Warum hat Antonelli seinen sagenhaften Speed verloren?

Womit Villeneuve einen Punkt hat, ist: Nach den überragenden Monza-Zwischenzeiten im Freien Training 2024 gingen viele davon aus, dass der schiere Speed 2025 nicht Antonellis Problem werden würde. Aber die nackten Zahlen sprechen eine eindeutige Sprache: Im Qualifyingduell liegt Antonelli gegen Russell mit 1:14 im Hintertreffen. Und in einem Grand Prix hat er seinen Teamkollegen überhaupt noch nie geschlagen.

Wenn dann auch noch Fehler passieren wie die Kollision mit Leclerc in Zandvoort, ist die anschließende Kritik von Experten wie Villeneuve fast unausweichlich. Zumal das Timing denkbar ungünstig war: Ausgerechnet eine Woche vor dem Ferrari-Heimrennen in Monza einen Ferrari abzuschießen, ist für die Sympathiewerte beim Grand Prix von Italien vermutlich nicht förderlich.

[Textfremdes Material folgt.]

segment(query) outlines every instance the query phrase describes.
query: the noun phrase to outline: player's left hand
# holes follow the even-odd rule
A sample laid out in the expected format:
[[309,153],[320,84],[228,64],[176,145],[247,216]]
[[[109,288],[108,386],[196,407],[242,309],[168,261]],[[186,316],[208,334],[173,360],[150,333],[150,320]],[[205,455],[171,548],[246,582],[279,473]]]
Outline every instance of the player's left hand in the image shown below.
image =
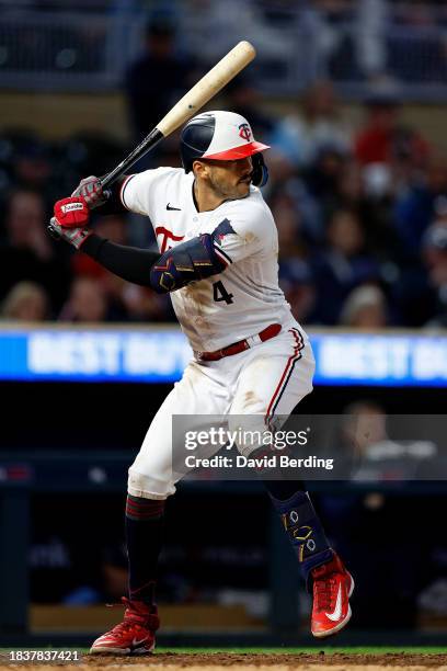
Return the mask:
[[48,225],[49,234],[54,238],[66,240],[79,250],[92,235],[87,228],[90,215],[84,198],[62,198],[55,204],[54,213],[55,216]]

Antonelli sei in Zandvoort "zwischendurch ganz flott unterwegs" gewesen, findet Formel-1-Experte Marc Surer. "Aber als Italiener einen Ferrari abzuschießen, das geht nicht!" Wolff widerspricht: "Was wäre gewesen, wenn Kimi einen Ferrari überholt hätte? Ich glaube, die Leute in Italien wären glücklich gewesen. Die italienischen Fans wollen einen italienischen Fahrer, der kämpft, der das Auto ans Limit und manchmal sogar darüber hinaus bewegt."

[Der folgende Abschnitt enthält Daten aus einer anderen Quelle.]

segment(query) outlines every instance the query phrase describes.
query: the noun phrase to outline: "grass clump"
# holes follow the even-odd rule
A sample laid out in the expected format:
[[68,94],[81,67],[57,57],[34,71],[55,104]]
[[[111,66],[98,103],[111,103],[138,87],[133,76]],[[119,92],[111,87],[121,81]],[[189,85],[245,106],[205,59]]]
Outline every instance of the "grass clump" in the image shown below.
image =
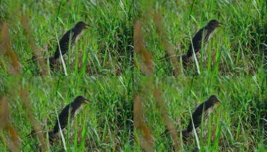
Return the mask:
[[[163,92],[162,106],[166,106],[167,116],[177,126],[182,151],[198,149],[198,144],[201,152],[267,150],[266,77],[140,77],[136,80],[139,84],[136,88],[142,99],[144,120],[154,136],[157,151],[172,150],[173,142],[170,136],[162,135],[166,128],[161,108],[151,96],[151,84]],[[190,114],[212,94],[218,97],[221,105],[212,113],[207,126],[202,124],[198,138],[191,132],[188,142],[182,144],[179,130],[187,128]],[[142,149],[140,144],[135,144],[137,151]]]
[[[213,19],[226,26],[217,30],[206,49],[203,47],[198,62],[191,62],[184,68],[180,63],[181,74],[195,75],[198,70],[202,76],[266,72],[266,2],[137,0],[135,5],[136,18],[142,25],[144,44],[152,54],[155,75],[174,75],[170,60],[164,58],[165,42],[170,42],[169,47],[174,48],[177,56],[181,56],[187,52],[191,38]],[[166,40],[161,40],[157,32],[153,11],[162,16]],[[140,74],[140,70],[135,70]]]
[[[31,35],[40,54],[53,54],[58,40],[68,30],[82,20],[92,28],[85,31],[67,56],[66,72],[60,64],[50,74],[117,76],[131,73],[133,68],[133,6],[129,0],[11,0],[0,1],[0,19],[7,23],[12,48],[21,64],[23,76],[40,75],[36,62],[27,62],[34,49],[27,42],[20,20],[29,16]],[[8,58],[1,57],[0,72]],[[72,64],[71,64],[72,63]]]
[[[1,79],[0,84],[0,94],[8,101],[9,119],[21,138],[19,147],[22,151],[36,151],[40,148],[35,136],[25,137],[32,130],[32,126],[18,94],[16,88],[28,88],[29,106],[45,132],[53,128],[56,112],[58,114],[76,96],[84,95],[90,100],[89,104],[75,117],[73,128],[69,124],[66,128],[65,144],[59,138],[55,144],[50,144],[45,134],[44,144],[51,152],[63,150],[64,144],[67,150],[75,152],[129,152],[132,149],[133,92],[130,78],[7,77]],[[1,132],[0,136],[4,136]],[[7,150],[5,144],[0,143],[1,151]]]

"Genau das ist passiert. Italienische Fans wollen keinen zögerlichen Fahrer, sondern jemanden, der attackiert. Aus Teamsicht wollen wir natürlich keinen Ferrari rausnehmen. Ganz bestimmt nicht. Und ich bin sicher, dass Kimi auch keinen Ferrari rausnehmen wollte. Aber so ist es nun einmal. Es ist harter Rennsport. Unglücklich, und es tut mir leid für Charles und Ferrari. Aber wir wollen, dass er diese Manöver versucht. Und das soll er auch."

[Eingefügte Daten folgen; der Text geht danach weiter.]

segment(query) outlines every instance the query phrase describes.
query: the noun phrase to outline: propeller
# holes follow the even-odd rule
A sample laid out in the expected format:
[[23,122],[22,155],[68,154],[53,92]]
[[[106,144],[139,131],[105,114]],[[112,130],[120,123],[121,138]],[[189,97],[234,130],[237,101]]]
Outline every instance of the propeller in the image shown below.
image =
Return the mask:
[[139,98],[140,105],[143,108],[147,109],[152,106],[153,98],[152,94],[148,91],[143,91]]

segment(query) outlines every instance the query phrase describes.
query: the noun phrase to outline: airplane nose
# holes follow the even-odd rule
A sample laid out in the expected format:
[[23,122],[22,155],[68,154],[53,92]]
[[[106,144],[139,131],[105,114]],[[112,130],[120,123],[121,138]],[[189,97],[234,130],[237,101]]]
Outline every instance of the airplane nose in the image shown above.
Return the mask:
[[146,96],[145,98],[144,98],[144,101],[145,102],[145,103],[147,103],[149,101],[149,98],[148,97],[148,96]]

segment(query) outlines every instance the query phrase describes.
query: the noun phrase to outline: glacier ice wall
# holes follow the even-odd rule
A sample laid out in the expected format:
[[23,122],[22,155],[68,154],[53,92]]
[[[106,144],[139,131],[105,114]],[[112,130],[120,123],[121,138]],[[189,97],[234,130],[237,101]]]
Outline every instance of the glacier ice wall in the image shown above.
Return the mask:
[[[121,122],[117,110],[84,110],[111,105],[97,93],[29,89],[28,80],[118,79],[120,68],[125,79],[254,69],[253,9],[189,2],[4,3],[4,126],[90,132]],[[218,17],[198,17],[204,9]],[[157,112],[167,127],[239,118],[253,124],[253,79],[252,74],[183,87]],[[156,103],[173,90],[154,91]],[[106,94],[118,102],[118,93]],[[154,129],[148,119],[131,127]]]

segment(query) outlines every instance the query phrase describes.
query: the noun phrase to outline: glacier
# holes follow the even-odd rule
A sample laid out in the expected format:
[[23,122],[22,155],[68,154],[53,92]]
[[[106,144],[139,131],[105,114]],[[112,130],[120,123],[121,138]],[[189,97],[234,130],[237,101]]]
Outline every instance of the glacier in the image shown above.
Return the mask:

"Er ist eben noch dieser sehr junge Bursche, und darin sehe ich das Positive. Wir wollen nicht, dass er das verliert, denn im Rennauto ist er ein kompromissloser Kämpfer. Das war er schon im Kartsport. Wenn das Visier runtergeht, hat man ein Monster, und genau das wollen wir. Wir müssen ihnen nur ein Auto geben, das etwas weniger schwierig zu fahren ist, bei dem man nicht ständig am Limit pushen muss und dadurch Fehler provoziert werden. Dann wird er sich verbessern und weniger Fehler machen."

Positiv hebt Wolff hervor: "Als Mensch ist er immer noch derselbe, und das ist ein guter, stabiler Charakterzug, den er hat. Es gibt noch viel zu lernen, aber [...] es ist sehr angenehm, ihn im Team zu haben. Er erkennt seine Schwächen an, er bringt eine gute Stimmung mit. Genauso wie George. Die beiden zusammen schaffen ein wirklich schönes Arbeitsumfeld", lobt der Mercedes-Teamchef.